Setting the Record Straight on Criminal Justice Reform | Glading

By Dale Glading

I walked into prison for the first time on June 6, 1987. Over the past 33 years, I have retraced those steps almost 5,000 times, ministering in more than 400 different correctional institutions across North America and Africa.

That three-decade prison ministry journey has taken me everywhere from minimum-security juvenile facilities to maximum-security federal penitentiaries… from Sing Sing – America’s oldest continually occupied prison, portions of which date to 1825 – to the Colorado Territorial Correctional Facility, built in 1871. It has also included dozens of correctional institutions in Canada and 10 more in Kenya, such as the Naivasha Main Prison, one of only two maximum-security facilities on the African continent.

In Kenya, if you are a female inmate with a child under the age of four, you and your child are incarcerated together. And so, if you are going to minister in a women’s prison in Kakamega, you had better bring diapers, powdered milk, sanitary napkins, and candy with you. Because in Kenya, if your friends and relatives don’t bring you food in prison, you (and your child) don’t eat very well. Neither do you bathe regularly if they don’t bring you soap… and you can forget about having hot water.

I share my extensive prison ministry background for two purposes. First, to glorify God and second, to emphasize that – when it comes to the criminal justice system – I know what I am talking about. Which brings me to the Violent Crime Control and Law Enforcement Act of 1994 and the Formerly Incarcerated Reenter Society Transformed Safely Transitioning Every Person (First Step) Act of 2018.

The 1994 Crime Bill was sponsored in the House by Rep. Jack Brooks (D-TX) and in the Senate by Sen. Joe Biden (D-DE). The largest crime bill in U.S. history, it consisted of 356 pages that provided for 100,000 new police officers and more than $15 billion in federal funding for prisons and prevention programs. President Bill Clinton signed it into law on September 13, 1994.

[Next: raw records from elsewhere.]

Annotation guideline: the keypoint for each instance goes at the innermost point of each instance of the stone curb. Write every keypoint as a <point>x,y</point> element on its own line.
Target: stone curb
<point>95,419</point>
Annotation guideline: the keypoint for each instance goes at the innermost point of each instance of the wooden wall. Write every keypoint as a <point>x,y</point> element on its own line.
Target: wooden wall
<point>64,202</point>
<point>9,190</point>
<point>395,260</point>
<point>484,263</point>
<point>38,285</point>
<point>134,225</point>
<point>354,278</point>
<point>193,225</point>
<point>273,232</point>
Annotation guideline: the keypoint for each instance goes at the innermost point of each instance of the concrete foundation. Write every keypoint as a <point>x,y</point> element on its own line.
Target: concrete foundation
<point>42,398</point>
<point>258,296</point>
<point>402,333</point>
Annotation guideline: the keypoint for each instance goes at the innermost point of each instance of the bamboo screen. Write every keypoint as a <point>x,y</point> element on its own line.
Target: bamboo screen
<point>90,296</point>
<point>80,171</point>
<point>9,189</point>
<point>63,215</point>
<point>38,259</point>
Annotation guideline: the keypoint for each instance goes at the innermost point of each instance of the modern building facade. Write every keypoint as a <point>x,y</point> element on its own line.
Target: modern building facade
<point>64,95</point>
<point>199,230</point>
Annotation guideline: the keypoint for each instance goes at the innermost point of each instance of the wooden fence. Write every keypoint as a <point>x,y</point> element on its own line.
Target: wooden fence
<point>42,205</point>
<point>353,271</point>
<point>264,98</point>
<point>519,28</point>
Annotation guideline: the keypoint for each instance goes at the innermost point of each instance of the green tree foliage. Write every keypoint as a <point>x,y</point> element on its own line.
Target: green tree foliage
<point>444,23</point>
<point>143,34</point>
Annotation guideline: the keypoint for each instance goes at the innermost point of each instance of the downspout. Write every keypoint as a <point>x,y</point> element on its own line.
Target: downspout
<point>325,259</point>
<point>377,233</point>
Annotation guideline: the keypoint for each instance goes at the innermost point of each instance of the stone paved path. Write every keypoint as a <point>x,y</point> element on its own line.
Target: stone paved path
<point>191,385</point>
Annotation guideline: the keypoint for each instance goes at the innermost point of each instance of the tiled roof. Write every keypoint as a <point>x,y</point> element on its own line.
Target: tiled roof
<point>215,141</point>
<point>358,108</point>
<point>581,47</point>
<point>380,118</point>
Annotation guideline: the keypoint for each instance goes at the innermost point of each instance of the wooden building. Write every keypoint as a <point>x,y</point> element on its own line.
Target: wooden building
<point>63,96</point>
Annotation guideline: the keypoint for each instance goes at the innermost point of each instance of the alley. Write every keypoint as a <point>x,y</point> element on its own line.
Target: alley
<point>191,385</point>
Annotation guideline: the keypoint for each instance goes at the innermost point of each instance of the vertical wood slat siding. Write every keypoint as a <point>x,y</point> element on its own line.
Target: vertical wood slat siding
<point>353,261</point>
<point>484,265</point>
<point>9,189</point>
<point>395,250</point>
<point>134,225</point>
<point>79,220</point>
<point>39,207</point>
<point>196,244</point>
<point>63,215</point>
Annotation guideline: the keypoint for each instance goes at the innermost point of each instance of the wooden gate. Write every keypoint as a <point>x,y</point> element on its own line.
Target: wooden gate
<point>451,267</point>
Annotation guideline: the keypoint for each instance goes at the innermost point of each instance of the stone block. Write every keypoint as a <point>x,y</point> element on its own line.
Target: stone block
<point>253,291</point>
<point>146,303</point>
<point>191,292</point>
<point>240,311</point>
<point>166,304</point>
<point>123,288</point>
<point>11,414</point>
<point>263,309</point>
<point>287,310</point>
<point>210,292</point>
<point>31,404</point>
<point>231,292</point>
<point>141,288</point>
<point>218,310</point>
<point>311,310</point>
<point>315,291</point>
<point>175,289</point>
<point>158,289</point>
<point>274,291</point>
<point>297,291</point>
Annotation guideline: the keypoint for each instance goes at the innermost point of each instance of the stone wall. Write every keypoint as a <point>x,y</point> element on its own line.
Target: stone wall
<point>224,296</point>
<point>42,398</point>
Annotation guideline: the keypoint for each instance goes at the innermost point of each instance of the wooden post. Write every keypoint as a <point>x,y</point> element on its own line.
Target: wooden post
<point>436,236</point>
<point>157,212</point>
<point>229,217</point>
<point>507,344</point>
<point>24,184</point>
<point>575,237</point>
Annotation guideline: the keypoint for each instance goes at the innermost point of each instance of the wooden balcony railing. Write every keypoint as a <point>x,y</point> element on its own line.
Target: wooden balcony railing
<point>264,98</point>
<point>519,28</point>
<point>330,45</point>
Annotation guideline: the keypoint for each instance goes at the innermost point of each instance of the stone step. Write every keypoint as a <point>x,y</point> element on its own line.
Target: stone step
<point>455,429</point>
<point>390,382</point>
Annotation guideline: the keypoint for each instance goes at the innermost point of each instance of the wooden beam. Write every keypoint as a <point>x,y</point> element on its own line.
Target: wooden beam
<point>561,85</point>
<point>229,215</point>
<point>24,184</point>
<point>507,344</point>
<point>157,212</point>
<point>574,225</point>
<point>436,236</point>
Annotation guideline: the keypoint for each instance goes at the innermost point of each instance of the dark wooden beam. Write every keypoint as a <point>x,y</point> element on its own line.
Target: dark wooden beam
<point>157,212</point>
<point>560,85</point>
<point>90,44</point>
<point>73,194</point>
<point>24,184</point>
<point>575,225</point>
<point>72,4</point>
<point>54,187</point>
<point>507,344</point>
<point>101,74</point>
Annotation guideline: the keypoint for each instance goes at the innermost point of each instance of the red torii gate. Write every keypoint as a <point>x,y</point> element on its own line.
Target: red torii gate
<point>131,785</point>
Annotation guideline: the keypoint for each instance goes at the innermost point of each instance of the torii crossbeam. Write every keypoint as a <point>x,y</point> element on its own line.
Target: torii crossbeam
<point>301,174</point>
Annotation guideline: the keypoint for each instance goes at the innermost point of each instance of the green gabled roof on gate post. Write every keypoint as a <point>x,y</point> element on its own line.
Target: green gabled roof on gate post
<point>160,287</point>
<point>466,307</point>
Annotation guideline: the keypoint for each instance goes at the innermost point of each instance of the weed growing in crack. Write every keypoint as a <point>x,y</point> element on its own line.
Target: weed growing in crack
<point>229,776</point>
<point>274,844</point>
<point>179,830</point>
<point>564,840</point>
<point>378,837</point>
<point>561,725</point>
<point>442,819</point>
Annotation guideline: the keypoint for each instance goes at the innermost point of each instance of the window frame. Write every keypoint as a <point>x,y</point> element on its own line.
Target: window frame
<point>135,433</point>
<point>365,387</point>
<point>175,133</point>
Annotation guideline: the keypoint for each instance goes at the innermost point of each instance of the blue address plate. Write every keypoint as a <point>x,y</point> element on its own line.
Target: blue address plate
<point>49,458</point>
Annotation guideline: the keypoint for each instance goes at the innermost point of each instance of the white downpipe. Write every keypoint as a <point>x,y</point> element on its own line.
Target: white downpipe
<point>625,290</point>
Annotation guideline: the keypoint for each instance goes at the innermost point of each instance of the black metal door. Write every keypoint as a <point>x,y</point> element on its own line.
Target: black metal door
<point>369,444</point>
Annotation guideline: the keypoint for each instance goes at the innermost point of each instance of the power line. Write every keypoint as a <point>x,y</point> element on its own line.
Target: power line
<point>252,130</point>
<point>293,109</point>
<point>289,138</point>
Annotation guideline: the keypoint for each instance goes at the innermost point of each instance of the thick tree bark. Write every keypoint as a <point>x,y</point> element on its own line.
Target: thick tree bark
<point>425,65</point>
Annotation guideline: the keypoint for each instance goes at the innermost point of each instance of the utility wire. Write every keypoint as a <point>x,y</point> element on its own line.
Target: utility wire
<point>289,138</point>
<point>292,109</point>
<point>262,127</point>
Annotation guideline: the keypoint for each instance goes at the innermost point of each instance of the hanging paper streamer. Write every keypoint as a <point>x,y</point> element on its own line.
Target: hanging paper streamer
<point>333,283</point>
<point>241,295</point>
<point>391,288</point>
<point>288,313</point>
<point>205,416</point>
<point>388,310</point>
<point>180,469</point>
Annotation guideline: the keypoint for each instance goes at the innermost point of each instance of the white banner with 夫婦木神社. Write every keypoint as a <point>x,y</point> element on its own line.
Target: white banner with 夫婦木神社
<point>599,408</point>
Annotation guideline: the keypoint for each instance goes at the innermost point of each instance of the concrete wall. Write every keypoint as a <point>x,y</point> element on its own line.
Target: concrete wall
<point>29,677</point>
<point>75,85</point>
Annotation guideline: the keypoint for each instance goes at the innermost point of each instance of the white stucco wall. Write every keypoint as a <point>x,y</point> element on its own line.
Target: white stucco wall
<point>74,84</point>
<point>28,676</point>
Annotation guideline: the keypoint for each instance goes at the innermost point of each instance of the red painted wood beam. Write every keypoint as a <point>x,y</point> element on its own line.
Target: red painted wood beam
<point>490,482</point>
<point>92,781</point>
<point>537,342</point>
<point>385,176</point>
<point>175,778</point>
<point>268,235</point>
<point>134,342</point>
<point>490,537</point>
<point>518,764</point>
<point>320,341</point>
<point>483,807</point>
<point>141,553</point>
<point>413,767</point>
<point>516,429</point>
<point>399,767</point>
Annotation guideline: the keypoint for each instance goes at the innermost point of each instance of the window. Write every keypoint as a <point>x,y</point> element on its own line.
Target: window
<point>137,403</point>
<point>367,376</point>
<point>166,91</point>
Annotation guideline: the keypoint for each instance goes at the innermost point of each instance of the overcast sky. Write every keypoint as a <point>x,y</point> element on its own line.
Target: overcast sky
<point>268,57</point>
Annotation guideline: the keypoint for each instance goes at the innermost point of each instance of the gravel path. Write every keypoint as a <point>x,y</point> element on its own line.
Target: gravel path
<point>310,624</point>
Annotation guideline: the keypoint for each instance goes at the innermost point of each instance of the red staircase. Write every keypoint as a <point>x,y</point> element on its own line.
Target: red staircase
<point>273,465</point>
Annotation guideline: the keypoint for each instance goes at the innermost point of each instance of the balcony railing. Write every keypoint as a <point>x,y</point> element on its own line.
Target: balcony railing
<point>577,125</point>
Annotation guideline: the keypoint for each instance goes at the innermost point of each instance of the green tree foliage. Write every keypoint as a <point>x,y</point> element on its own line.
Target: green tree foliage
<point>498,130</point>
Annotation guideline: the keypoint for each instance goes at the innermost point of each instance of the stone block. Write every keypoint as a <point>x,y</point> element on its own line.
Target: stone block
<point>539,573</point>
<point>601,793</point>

Although well-intentioned, the 1994 Crime Bill had some disastrous consequences. By tying federal funding to increased prison construction, the VCCLEA resulted in the largest increases in federal and state inmate populations – often for nonviolent drug-related offenses – in American history according to the Justice Policy Institute. In fact, based on figures provided by the Bureau of Justice Statistics, America’s jail and prison population soared from roughly 1.5 million in the mid-90’s to an estimated 2.3 million just 10 years later.

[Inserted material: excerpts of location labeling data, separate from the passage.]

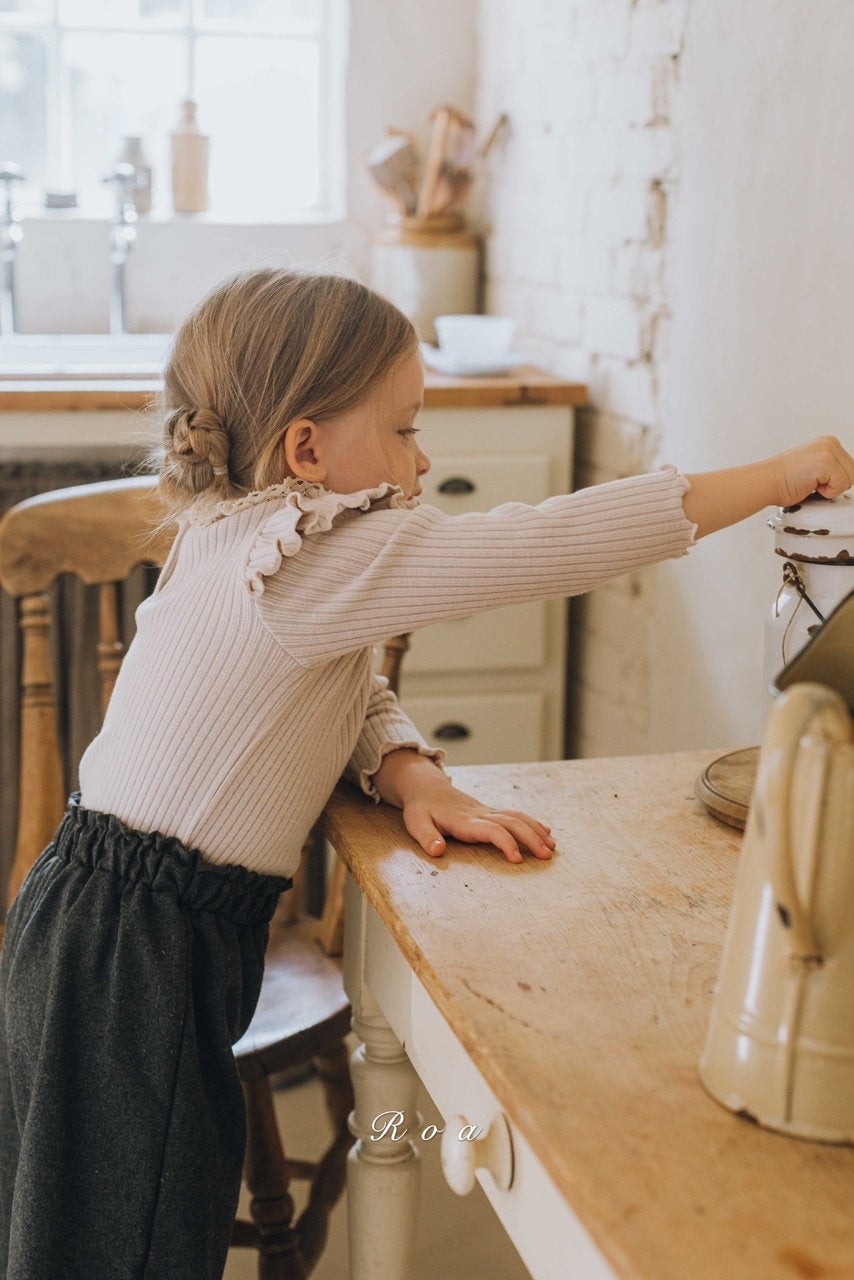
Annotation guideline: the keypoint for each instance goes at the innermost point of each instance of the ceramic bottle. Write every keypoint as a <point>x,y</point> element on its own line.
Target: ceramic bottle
<point>190,158</point>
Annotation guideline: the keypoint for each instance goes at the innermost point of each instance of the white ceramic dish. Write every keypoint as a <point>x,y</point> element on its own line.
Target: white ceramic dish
<point>469,366</point>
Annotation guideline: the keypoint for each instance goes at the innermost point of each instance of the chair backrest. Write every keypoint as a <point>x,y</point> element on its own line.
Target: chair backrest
<point>100,533</point>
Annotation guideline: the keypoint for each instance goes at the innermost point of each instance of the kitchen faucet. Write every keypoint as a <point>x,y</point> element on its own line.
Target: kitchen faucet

Another controversial aspect of the VCCLEA was the “three strikes” provision that mandated a life sentence for someone with at least one violent felony among his or her three criminal convictions. VCCLEA also required that inmates complete at least 85% of their sentence in order for states to receive additional federal funding.

My purpose here is not to argue the merits of the various aspects of the 1994 Crime Bill, although I think it is safe to say that the application of mandatory minimums and other questionable policies has largely backfired. I simply want to point out one undeniable fact: if you believe that mass incarceration is wrong and that minorities are over-represented in America’s jails and prisons, a large part of the blame rests at the feet of Joe Biden. No amount of Democrat spin can change that fact.

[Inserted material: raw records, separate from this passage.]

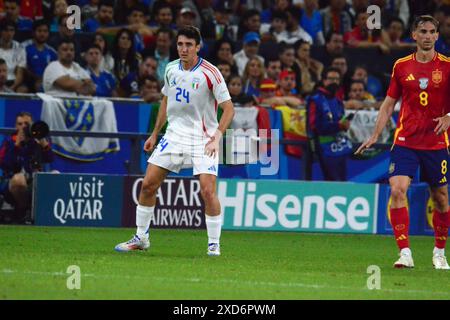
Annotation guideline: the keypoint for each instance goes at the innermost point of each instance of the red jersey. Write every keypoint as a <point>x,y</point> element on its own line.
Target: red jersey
<point>425,92</point>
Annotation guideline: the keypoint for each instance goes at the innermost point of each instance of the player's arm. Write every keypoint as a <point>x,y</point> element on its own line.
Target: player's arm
<point>384,115</point>
<point>212,147</point>
<point>160,121</point>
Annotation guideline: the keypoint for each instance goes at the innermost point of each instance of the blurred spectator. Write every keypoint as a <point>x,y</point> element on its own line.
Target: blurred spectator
<point>273,69</point>
<point>395,31</point>
<point>287,84</point>
<point>278,25</point>
<point>104,81</point>
<point>103,17</point>
<point>311,21</point>
<point>334,46</point>
<point>294,31</point>
<point>310,68</point>
<point>326,124</point>
<point>286,54</point>
<point>31,9</point>
<point>129,86</point>
<point>359,98</point>
<point>221,26</point>
<point>14,55</point>
<point>363,37</point>
<point>66,77</point>
<point>39,54</point>
<point>59,11</point>
<point>442,45</point>
<point>65,33</point>
<point>149,89</point>
<point>107,62</point>
<point>164,38</point>
<point>250,22</point>
<point>20,157</point>
<point>280,6</point>
<point>268,96</point>
<point>223,51</point>
<point>372,83</point>
<point>163,16</point>
<point>3,76</point>
<point>235,87</point>
<point>225,69</point>
<point>185,17</point>
<point>126,60</point>
<point>249,50</point>
<point>335,18</point>
<point>203,11</point>
<point>253,75</point>
<point>340,63</point>
<point>12,13</point>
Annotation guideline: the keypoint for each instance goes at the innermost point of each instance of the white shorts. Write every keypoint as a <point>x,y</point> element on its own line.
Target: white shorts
<point>173,156</point>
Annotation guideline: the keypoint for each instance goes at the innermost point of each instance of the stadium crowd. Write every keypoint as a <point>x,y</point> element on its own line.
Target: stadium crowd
<point>123,46</point>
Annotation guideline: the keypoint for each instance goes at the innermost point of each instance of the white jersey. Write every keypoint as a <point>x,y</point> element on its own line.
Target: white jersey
<point>192,99</point>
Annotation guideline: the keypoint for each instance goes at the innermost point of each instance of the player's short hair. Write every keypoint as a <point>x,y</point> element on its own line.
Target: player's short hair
<point>190,32</point>
<point>422,19</point>
<point>39,23</point>
<point>330,69</point>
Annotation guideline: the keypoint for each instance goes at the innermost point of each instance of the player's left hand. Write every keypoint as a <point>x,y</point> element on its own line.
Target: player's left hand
<point>442,124</point>
<point>213,146</point>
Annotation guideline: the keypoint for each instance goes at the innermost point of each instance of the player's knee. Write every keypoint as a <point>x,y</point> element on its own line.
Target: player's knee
<point>149,187</point>
<point>208,193</point>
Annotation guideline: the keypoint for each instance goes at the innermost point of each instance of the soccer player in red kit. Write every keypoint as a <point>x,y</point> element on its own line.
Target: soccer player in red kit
<point>421,80</point>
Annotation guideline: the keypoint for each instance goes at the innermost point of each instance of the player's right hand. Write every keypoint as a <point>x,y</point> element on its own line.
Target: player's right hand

Conversely, the First Step Act of 2018 has sought to reduce prison populations and recidivism rates while lowering – and in some case eliminating – mandatory minimums. It also contained multiple humanitarian measures such as prohibiting the use of restraints on prisoners during pregnancy, labor and postpartum recovery, subject to limited exceptions.

According to the Washington Post and The Sentencing Project, “within the first year of enactment, more than 3,000 federal prisoners were released based on changes to the good-time credits calculation formula under the First Step Act, and more than 2,000 inmates benefited from sentence reductions from the retroactive application of the Fair Sentencing Act of 2010. Additionally, nearly 350 people were approved for elderly home confinement and more than 100 received compassionate release sentence reductions.”

Whereas the First Step Act passed with bi-partisan support, its original sponsor was Rep. Doug Collins (R-GA) and one of its most vocal champions was President Donald Trump, who signed it into law on December 21, 2018.

Hopefully, this short history of the Biden-sponsored 1994 Crime Bill and the Trump-endorsed First Step Act will set the record straight. When it comes to criminal justice reform, Joe Biden was heavy-handed then and is AWOL now. Meanwhile, President Trump has sought and achieved a proper balance between correction and compassion.

Voters concerned about true criminal justice should cast their ballots accordingly.


Dale Glading is an ordained minister and former N.J. Republican candidate for Congress.